The modulator is significantly smaller than the wavelength of light used in the system, and under most circumstances an optical device can not be smaller than the wavelength it needs to process. “Until recently, even I thought it was impossible for us to undercut this limit,” said Professor Jürg Leuthold of university ETH Zurich.
And he should know, because six months ago his group made a modulator 10um across, and the new one is smaller. “The footprint has been reduced by a factor of 1,000 if you include the switch together with the light guides.

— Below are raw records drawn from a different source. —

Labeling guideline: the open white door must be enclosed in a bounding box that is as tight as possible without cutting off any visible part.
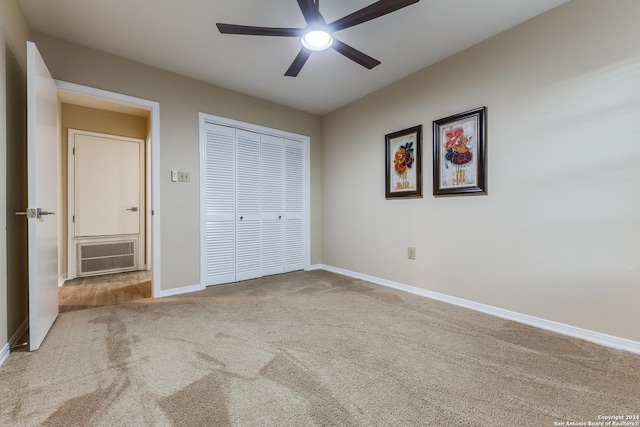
[23,41,59,351]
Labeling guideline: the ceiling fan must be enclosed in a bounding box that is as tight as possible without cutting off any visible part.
[216,0,421,77]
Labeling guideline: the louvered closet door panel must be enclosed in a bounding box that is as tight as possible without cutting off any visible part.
[261,135,284,276]
[284,139,305,272]
[236,130,262,281]
[204,123,235,285]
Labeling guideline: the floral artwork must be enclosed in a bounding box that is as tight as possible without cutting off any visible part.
[393,139,415,190]
[440,119,477,189]
[385,125,422,199]
[433,107,486,196]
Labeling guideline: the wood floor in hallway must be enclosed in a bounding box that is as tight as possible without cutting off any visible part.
[59,270,152,313]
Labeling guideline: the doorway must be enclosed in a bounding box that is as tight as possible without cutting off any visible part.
[22,42,161,352]
[55,81,161,299]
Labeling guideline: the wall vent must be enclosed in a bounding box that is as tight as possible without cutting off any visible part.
[78,240,136,276]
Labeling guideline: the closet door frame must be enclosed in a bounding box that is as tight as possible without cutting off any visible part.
[198,113,310,289]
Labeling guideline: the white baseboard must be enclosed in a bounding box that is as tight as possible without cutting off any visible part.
[0,317,30,368]
[318,264,640,355]
[0,343,9,368]
[158,283,202,298]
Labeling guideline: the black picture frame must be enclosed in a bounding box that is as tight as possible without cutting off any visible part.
[433,107,487,196]
[385,125,422,199]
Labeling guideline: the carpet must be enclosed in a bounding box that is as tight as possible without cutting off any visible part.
[1,270,638,426]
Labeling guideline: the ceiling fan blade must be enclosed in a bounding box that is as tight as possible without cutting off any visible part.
[285,48,313,77]
[328,0,420,32]
[216,23,303,37]
[331,39,381,69]
[297,0,321,24]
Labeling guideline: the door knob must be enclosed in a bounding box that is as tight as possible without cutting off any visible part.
[126,207,138,212]
[16,208,54,218]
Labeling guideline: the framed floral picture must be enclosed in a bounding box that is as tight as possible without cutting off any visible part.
[385,125,422,199]
[433,107,487,196]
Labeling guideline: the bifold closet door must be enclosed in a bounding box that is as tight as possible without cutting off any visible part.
[203,122,304,286]
[203,123,236,286]
[284,140,305,272]
[236,130,262,281]
[260,134,285,277]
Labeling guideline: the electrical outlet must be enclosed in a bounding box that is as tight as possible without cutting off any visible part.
[408,247,416,260]
[178,171,190,182]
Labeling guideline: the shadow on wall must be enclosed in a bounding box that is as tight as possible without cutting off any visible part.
[5,44,29,341]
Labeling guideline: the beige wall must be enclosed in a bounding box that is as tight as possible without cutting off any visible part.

However, the switch itself is even smaller, with a size measured on the atomic scale,” said the university.
The trick to sub-wavelength switching is to use surface plasmons – the reversible process where photons become patterns of charge on a metal surface. This can allow photons to ‘pass’ through holes smaller than a wavelength.

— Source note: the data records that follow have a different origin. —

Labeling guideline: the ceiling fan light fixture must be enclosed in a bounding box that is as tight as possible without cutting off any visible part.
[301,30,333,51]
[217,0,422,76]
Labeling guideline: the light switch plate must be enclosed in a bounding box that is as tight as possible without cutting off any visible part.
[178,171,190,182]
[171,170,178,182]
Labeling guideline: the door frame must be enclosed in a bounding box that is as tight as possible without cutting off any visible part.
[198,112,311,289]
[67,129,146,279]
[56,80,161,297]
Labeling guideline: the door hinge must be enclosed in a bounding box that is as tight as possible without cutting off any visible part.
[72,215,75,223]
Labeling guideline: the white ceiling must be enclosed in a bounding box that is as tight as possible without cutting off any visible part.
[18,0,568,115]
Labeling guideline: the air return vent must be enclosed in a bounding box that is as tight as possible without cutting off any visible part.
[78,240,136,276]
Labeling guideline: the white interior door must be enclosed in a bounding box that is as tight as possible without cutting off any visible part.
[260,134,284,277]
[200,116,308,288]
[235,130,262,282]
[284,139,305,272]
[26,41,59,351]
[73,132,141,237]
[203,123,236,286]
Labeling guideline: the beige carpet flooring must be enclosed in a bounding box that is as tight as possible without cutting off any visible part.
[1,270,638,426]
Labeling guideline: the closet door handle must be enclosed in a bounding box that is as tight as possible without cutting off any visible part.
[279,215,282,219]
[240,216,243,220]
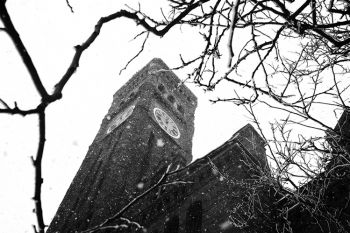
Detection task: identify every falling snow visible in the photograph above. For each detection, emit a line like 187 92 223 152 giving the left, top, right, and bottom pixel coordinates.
137 182 144 189
156 138 165 147
219 220 232 230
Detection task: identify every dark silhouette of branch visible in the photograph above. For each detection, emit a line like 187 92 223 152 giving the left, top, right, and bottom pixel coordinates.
0 105 38 116
0 3 49 99
0 98 10 109
0 101 49 233
52 0 209 103
31 111 46 233
0 5 48 227
65 0 74 13
0 98 45 116
328 0 350 16
119 32 150 75
2 0 350 232
1 2 211 232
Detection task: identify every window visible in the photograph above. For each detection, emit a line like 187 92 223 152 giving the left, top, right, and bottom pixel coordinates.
158 84 166 93
177 105 184 114
165 216 179 233
167 95 175 103
185 201 202 233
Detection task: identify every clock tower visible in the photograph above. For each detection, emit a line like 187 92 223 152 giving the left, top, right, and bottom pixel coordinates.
47 58 197 232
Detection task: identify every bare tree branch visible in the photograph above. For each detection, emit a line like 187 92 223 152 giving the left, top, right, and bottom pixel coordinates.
31 111 46 233
81 164 188 233
0 101 40 116
52 0 210 103
2 0 350 232
119 32 150 75
0 3 49 99
0 97 10 109
65 0 74 13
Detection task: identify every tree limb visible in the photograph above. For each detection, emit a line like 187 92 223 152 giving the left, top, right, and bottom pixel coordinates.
0 3 49 99
32 110 47 233
65 0 74 13
119 32 150 75
52 0 209 103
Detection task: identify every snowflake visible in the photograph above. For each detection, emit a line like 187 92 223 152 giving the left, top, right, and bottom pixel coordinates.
156 139 165 147
137 182 144 189
219 220 232 230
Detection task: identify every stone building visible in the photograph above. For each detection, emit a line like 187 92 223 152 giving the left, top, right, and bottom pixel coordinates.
47 58 273 233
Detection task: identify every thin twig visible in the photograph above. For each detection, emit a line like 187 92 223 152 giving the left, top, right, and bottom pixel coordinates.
52 0 210 102
32 110 47 233
119 32 150 75
65 0 74 13
81 165 174 233
0 103 39 116
0 97 10 109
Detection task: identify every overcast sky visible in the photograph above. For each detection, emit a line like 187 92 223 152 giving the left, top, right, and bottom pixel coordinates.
1 1 345 232
0 1 256 232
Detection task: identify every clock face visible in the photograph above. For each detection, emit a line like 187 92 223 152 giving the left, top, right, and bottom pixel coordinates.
153 107 180 139
107 105 135 134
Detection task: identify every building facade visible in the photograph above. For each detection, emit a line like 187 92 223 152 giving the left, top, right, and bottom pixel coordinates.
47 59 274 233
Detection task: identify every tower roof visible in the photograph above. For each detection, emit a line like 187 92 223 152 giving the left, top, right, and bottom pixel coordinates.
184 123 267 173
113 58 197 108
230 123 265 145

Made by scientist Alexandros Emboras, the modulator consists of two pads, one silver and the other platinum, on top of a silicon optical waveguide (see diagram).

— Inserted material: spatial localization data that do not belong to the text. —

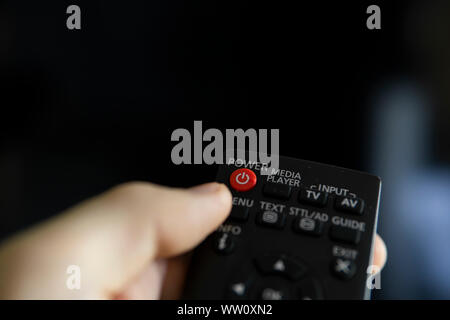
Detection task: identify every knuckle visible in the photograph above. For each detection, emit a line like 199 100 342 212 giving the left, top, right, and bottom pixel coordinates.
106 181 178 215
106 182 155 210
110 181 152 199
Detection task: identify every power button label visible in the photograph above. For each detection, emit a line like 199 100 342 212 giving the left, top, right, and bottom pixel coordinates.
230 169 257 192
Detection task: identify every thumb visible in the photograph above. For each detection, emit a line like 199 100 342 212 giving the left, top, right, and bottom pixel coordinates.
0 182 232 299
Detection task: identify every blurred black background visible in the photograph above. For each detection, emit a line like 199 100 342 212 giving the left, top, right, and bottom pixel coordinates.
1 1 449 299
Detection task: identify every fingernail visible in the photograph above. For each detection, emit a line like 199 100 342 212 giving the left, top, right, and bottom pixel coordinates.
189 182 223 194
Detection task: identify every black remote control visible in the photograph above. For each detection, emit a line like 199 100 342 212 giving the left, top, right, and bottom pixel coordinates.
183 155 381 300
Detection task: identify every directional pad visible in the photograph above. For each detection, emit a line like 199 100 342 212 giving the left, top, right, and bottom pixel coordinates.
254 255 307 281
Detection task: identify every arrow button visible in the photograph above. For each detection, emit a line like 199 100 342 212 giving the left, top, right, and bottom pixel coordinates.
255 255 307 280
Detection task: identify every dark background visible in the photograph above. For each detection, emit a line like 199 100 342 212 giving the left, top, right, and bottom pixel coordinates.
1 1 449 299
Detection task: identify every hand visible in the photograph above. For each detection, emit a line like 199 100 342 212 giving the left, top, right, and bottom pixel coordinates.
0 182 387 299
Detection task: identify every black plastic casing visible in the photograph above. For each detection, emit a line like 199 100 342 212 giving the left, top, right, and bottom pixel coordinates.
183 156 382 300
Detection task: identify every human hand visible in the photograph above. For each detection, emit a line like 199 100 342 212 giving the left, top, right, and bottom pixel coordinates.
0 182 387 299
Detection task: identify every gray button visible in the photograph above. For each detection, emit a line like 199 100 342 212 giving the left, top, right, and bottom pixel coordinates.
256 211 286 229
262 211 278 224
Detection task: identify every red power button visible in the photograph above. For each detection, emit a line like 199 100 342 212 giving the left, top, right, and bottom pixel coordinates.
230 169 257 192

The two pads are alongside each other separated by a few nanometres, with a bulge on the silver pad protruding into the gap and almost touching the platinum pad.
Light entering from an optical fibre is guided to the gap by the optical waveguide, and above the metallic surface the light turns into a surface plasmon as its energy transfers energy to electrons in the outer atomic layer of the metal surface causing the electrons to oscillate at the frequency of the incident light.
“These electron oscillations have a far smaller diameter than the ray of light itself. This allows them to enter the gap and pass through the bottleneck. On the other side of the gap, the electron oscillations can be converted back into optical signals,” said the university.
When a voltage is applied to the silver pad, one or a few silver atoms move to the bulge tip and short to the platinum allowing current to flow between them and closes the plasmon path.
When the voltage is reduced below a threshold, the circuit is broken as the silver atom moves from the gap – a process which can be repeated millions of times, according to ETH.
Simulation by ETH Professor Mathieu Luisier confirms the short circuit at the silver point is brought about by a single atom.
The plasmon has no other options than to pass through the bottleneck either completely or not at all, creating a digital switch, said Leuthold. “We have been looking for a solution like this for a long time.” He and his team are aiming to produce a switch within the next few years that could be made commercially.
The single atom switch works at room temperature, and can switch at frequencies “in the megahertz range or below”, said ETH. “The researchers want to fine-tune it for frequencies in the gigahertz to terahertz range.”
The lithography method used to construct the switch was developed by Emboras from scratch, and succeeds in making a switch one in six attempts at the moment.
The work is published in Nano Letters as ‘Atomic Scale Plasmonic Switch‘.